Why should we redefine regularity in sparse computation?

Kazem Cheshmi, Nov 22

Sparse matrix computations are essential in several machine learning and scientific applications. Most elements in a sparse matrix are zero, so the matrix is stored in compressed form to skip computations on zeros. The compression makes sparse methods irregular, challenging efficient use of a processor's memory subsystem. In this post, I explain why a new definition of regularity is needed to improve the performance of sparse codes.

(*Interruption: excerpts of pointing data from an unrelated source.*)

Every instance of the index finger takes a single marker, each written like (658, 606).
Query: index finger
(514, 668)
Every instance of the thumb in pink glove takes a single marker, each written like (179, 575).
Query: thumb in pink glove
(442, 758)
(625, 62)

What does regularity mean?

A common approach to accelerate a sparse method is to break it into small “regular” computations, i.e., computations that can use machine resources efficiently. Let’s use the example shown in Figure 1 to explain the current definition of regularity and its pitfalls. The matrix in Figure 1 illustrates a sparse matrix, where rectangular blocks are dense submatrices containing nonzero elements. How would you find regularity in the shown matrix? Probably, most people see each rectangle as a regular region. Not surprisingly, practitioners and researchers typically use the same technique. They find dense submatrices in the sparse matrix and then use efficient dense matrix routines, e.g., a BLAS implementation, to perform the computation. However, this is not the most efficient implementation because it neglects the contiguous storage of nonzero elements in a compressed matrix format. Let’s see how regular regions should be re-defined for sparse code with an example.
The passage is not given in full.